Hirosaki Tōshō-gū (弘前東照宮) was a Shinto shrine located in Hirosaki, Aomori Prefecture, Japan.

== History ==
The Hirosaki Tōshō-gū was founded by the 2nd daimyō of Hirosaki Domain, Tsugaru Nobumasa, to worship the deified Tokugawa Ieyasu in 1617. It was the first Tōshō-gū to be established by a daimyō not of the Tokugawa clan. Permission to build the shrine was granted as Tsugaru Nobumasa's official wife, Manten-hime, was an adopted daughter of Tokugawa Ieyasu. In 1624, the shrine was relocated to its present site, and in 1628, the present Honden was constructed. During the Edo period, due to the Shinbutsu-shūgō system, it was regarded as a Tendai sect Buddhist temple and had several subsidiary chapels and estates for its upkeep. However, with the end of the Tokugawa shogunate and the separation of Buddhism from Shinto it was almost destroyed.
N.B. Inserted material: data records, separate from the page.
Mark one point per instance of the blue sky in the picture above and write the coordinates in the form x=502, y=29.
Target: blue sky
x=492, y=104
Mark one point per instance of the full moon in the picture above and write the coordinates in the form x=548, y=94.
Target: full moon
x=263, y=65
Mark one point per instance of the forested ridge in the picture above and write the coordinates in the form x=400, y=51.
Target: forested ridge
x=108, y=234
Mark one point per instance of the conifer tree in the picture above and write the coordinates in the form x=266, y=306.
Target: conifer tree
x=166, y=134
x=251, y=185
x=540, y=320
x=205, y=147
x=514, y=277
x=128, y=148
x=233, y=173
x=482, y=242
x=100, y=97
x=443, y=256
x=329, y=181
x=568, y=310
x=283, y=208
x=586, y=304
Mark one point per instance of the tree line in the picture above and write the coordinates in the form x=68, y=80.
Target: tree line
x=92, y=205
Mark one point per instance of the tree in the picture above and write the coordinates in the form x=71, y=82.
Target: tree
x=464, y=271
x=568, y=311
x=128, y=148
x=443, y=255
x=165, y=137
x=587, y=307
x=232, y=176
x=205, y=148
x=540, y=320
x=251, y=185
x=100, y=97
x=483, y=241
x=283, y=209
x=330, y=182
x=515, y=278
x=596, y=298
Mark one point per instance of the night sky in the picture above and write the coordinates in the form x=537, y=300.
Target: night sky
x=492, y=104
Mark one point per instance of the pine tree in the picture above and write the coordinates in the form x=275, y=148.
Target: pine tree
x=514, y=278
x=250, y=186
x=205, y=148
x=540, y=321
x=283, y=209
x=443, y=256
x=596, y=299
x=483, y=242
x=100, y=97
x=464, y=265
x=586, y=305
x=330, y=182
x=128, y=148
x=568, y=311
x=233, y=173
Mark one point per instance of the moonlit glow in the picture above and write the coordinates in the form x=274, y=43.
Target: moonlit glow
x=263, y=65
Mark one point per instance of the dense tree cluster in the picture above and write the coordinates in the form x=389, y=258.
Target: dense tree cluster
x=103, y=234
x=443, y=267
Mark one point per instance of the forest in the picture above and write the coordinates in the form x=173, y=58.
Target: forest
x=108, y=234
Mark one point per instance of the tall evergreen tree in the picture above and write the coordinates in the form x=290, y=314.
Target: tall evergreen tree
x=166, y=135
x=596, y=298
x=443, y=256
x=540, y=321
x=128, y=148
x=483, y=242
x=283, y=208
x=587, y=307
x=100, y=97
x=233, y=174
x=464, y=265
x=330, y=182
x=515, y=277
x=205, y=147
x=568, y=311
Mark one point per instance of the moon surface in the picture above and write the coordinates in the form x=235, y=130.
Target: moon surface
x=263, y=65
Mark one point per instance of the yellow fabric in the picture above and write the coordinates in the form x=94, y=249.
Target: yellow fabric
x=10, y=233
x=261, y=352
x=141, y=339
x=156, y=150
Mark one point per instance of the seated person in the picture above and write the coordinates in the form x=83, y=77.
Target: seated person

It was revived in 1872 by efforts of local inhabitants, and in 1881 was classed as a Prefectural Shrine under the Modern system of ranked Shinto shrines.

In 1953, the Irimoya-style Honden was protected by the government as an Important Cultural Property.

In the early 2000s, the shrine faced severe economic difficulties due to the expansion of a wedding chapel and by 2007 was forced to cease operations and declare bankruptcy. In 2012, the Aomori District Court ordered that all of the properties of the shrine be auctioned off. In 2015, the kami of the shrine was transferred to the Kuroishi Jinja in neighboring Kuroishi, Aomori.